I’ll be honest; .NET has more methods and classes and properties than I can shake an idiom at. In my previous blog post, I needed to left-pad a string with zeroes in order to treat it as a 32-bit binary value to [Array]::Reverse(). I also had to do the same for an 8-bit value, but the method is the same.

Huge, huge gotcha with [Array]::Reverse(): it returns void, not the reversed array. It reverses the array in place.

So, I can convert an [int] to a string representing that value as binary, but if I’m reversing bits, then I need the binary-as-string to be 32 characters long. [Convert]::ToString(8,2) will return 100, but I need it to be 00000000000000000000000000000100 so I can reverse it properly. Sure, I can play with $string.Length and all that, but here's a faster way.

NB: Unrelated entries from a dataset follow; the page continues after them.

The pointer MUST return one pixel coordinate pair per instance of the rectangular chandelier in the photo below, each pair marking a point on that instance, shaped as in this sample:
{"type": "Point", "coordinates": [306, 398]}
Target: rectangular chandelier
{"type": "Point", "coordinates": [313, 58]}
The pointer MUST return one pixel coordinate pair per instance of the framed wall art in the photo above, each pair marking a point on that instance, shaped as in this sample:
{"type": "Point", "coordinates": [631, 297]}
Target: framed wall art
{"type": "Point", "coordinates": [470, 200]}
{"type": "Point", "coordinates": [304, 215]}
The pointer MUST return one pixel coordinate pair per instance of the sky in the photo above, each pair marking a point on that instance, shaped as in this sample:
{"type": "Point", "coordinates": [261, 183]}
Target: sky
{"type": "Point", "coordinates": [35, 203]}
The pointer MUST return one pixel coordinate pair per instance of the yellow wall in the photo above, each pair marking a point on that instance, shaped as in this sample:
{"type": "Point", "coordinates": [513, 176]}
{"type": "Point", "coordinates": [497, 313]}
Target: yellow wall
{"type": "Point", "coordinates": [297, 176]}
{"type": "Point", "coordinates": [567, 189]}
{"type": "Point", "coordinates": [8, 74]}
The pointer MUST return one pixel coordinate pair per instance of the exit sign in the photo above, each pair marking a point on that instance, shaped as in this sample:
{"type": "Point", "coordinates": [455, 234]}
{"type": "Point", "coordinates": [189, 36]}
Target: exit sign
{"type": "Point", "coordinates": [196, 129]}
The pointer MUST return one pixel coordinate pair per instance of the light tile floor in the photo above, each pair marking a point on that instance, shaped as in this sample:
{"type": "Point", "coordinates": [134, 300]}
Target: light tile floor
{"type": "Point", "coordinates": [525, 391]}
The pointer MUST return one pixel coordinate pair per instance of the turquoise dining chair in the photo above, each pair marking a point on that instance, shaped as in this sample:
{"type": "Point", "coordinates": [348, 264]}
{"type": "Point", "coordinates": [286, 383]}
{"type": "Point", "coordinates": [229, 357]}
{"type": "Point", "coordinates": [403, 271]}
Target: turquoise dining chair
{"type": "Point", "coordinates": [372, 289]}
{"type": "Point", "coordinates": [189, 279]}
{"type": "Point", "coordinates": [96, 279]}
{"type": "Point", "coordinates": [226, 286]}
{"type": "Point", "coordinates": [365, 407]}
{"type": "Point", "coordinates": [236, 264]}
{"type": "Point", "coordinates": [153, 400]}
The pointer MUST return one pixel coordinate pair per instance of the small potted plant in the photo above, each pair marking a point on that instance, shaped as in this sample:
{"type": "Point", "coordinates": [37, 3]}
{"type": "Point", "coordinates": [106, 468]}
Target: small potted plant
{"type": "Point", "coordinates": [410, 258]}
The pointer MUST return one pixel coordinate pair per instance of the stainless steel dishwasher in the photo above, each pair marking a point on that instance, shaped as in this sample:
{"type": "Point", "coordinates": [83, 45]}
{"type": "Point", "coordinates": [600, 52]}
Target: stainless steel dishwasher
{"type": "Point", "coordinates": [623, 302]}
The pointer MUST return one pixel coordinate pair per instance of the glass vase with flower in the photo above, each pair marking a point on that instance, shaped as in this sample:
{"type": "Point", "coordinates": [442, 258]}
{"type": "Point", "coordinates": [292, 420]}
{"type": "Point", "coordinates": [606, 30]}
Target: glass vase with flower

(("0" * 31) + [convert]::ToString($UInt32, 2)) -replace '.*(.{32})$', "`$1"

I know that the resulting string will be 32 characters long, and that the input string will be at least one character. (I know this because I'm already bounds-checking before this. You do bounds-check your input, don't you?) I simply prepend a string of 31 zeroes to my input string, then RegEx out the rest. I don't even need to build out the RegEx as a string because I'm using the count-range-of-previous-(meta)character operator, the {[int] [,[int]]} specifier. \d{0,10} means "between 0 and 10 digits" and {[int]} means only that many of the previous (meta)character.

Edit: Scratch out the part about [Array]::Reverse() No, it still reverse the array in place and returns void, but I didn't need it in my current implementation. I needed that static method in a prior one because ([IPAddress]$ipV4Address).Address was a Big-Endian 32-bit number, and I needed convert it to Little-Endian so I could add an [int] to it (and then conver it back, etc.) I'm just leaving in the part about [Array]::Reverse() because I had so much fun with it.

Yeah, let's just leave it at 'fun,' shall we?